On the way, in the bus Hasina pointed out a long painting on a tumbledown wall and called the place a seven star hotel, where one could get accomodation and food for free. A moment after surveying our bewildered looks, she announced - "kuala lumpur prison house!" She then mentioned the torture(aargh!, no detailing now) and punishment to drug traffickers. Horrible :|

The rest of the evening was reserved for shopping at the Sungei-wang Plaza - a huge shopping mall where we purchased some stuff. After about two hours of wearing away our feet, we parked our weary bums at the entrance to it, where there are a big, wide feet of steps. It was raining heavily, with a lot of thunder :) In the first few minutes of sitting thee I had spotted a monorail way running above the road in front of us and I spent a few minutes trainspotting the stupid, silent monorails!
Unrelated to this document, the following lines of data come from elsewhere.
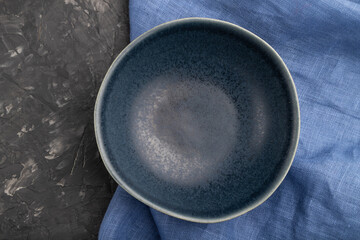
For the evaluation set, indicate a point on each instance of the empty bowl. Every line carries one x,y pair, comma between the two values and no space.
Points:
199,119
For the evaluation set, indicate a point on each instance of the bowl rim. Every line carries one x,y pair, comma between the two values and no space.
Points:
293,142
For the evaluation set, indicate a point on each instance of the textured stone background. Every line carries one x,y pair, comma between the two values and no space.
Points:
53,56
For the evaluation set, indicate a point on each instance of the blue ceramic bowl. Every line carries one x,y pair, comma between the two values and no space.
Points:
199,119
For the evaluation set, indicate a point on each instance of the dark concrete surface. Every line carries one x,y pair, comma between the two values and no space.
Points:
53,56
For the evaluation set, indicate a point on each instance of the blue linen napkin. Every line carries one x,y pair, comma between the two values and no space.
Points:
320,197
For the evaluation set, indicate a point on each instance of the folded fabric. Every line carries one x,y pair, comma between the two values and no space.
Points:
320,197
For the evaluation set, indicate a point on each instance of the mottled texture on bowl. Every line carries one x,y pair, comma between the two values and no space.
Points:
199,119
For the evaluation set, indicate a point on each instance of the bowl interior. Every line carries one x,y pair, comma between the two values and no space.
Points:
199,119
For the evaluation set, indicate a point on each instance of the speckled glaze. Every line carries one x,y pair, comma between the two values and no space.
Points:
198,118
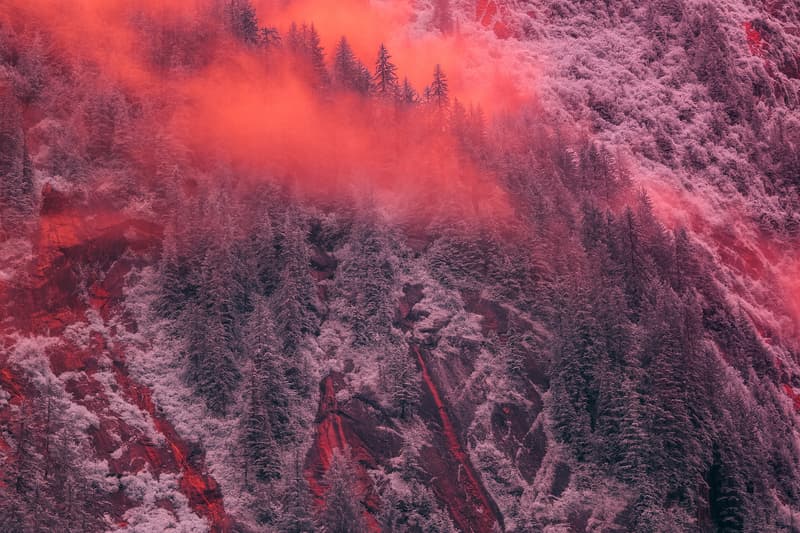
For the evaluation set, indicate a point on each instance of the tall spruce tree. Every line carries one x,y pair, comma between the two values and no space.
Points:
384,80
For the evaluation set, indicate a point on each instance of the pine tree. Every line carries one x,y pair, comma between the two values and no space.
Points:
407,94
242,21
385,78
348,71
297,505
263,350
261,455
294,301
342,512
367,280
439,90
402,380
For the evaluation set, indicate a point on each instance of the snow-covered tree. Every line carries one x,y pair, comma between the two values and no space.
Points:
384,81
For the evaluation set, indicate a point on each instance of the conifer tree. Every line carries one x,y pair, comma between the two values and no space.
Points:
439,93
342,511
348,71
385,78
402,381
297,514
407,94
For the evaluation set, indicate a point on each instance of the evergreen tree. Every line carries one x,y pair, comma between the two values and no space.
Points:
385,78
242,21
261,457
407,94
267,364
402,380
297,505
348,71
342,511
294,301
439,91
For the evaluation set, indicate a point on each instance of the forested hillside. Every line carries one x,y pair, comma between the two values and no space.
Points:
424,266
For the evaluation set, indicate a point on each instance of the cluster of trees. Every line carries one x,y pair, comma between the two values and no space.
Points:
43,484
346,72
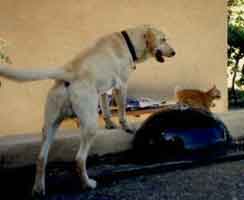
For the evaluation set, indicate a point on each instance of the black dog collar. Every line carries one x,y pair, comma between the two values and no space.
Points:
130,45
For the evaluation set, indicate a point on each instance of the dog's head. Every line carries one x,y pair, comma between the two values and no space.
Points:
157,45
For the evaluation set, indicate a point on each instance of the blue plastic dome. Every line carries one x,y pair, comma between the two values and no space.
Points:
176,133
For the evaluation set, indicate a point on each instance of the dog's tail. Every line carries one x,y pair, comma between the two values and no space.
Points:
22,75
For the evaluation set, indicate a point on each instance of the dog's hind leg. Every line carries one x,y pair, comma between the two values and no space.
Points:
120,98
104,103
51,123
84,104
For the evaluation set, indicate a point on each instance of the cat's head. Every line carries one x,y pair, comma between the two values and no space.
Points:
214,92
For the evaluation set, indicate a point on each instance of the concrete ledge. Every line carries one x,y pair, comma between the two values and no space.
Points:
16,151
22,150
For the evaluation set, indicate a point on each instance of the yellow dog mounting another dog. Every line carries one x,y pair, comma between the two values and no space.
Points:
86,78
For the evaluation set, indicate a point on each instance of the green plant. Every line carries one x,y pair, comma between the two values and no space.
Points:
235,44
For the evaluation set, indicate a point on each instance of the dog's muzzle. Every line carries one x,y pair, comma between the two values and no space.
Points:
159,55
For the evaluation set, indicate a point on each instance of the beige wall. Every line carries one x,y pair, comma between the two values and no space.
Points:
44,33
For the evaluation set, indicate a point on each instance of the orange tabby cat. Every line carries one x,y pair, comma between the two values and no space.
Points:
198,98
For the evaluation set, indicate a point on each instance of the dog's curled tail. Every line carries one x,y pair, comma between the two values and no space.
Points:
22,75
176,90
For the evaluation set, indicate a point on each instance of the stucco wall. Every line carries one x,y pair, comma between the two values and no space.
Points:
48,33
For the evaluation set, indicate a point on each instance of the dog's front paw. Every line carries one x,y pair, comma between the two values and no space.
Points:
89,184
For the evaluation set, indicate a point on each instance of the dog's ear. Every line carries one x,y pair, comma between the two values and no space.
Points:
150,40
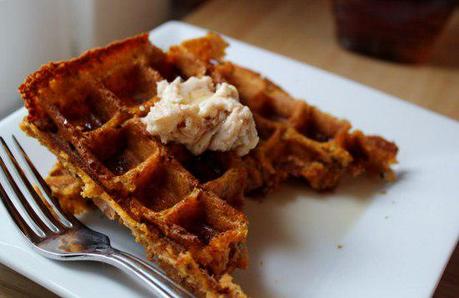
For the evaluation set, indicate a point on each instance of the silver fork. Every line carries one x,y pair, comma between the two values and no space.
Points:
60,236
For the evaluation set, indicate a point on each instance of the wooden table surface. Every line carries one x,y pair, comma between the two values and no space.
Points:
303,30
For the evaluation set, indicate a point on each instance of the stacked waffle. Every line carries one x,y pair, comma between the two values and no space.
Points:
183,208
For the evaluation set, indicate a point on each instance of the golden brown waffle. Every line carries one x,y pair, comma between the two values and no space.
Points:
297,140
87,112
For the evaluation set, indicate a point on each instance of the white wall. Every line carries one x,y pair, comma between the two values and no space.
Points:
34,32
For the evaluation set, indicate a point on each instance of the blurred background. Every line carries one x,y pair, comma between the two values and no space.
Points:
407,48
34,32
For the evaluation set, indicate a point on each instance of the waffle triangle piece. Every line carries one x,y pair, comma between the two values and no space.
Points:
182,208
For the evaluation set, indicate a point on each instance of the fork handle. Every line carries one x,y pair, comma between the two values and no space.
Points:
157,282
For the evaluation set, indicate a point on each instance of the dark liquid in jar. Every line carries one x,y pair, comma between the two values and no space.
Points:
399,30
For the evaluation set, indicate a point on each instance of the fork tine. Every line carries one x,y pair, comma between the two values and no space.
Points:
37,198
51,199
28,208
17,217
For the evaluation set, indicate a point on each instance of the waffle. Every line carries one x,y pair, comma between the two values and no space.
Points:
182,208
296,139
86,111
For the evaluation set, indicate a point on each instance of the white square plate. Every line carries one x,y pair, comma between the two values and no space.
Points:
366,239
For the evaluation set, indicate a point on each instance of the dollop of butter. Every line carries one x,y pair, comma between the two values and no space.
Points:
202,116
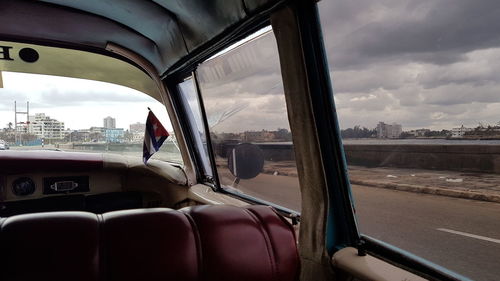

A short while later I was conscious of the fact that I had been passive-smoking like hell and had come to the conclusion that if I were to remain sitting any longer there, I probably would pee out smoke the next time I visited the tandas :) A few other friends of mine had also come to similar conclusions and we spent the nexty half an hour or so talking, standing away from those disgusting smoking bastards.. (I prefer smoking-locomotives, not homo sapiens). After T,M,Mb,S1,S2,Aj,A and yours truly finished a not very engaging conversation, our guide and Mr. B had finally decided to brave the rain and walk to the restaurant.... and so it was - on a wet, sulky evening, the whole group walked down the slippery pavements and reached Restoran Ghazal (Authentic fine dining North Indian cuisine, the subtitle read)... and it went happily down the digestive tract.

We then headed straight back, past the mall, to Bukit Bintang station to board the KL monorail that would drop us somewhere near our hotel. The ticketing system is like our own Delhi metro... drop the torkens(or touch the cards) into the slit and the gates open... at destination station, drop the damn thing into the collection slit and hurry home... simple.

After a long queue we were waiting at the platform for the train. It glided in smoothly a few minutes later and after the mass of outoing humanity got out, we, the incoming humanity got in. I got a place right behind the driver to stand, so I was able to examine the controls. The throttle and brakes are fused into one lever that is at the left hand armrest of the driver. Simple - move forward, it applies tractive force and accelerates. Ease it back and you coast at no power... bring the lever backward and it brakes. Small cab.. minimal power(duh, what do you expect for a small, silent thing that glides on the rails - a WAG9?) Three stations away, we simmered out and walked for about fifteen minutes through the drizzle and reached our hotel.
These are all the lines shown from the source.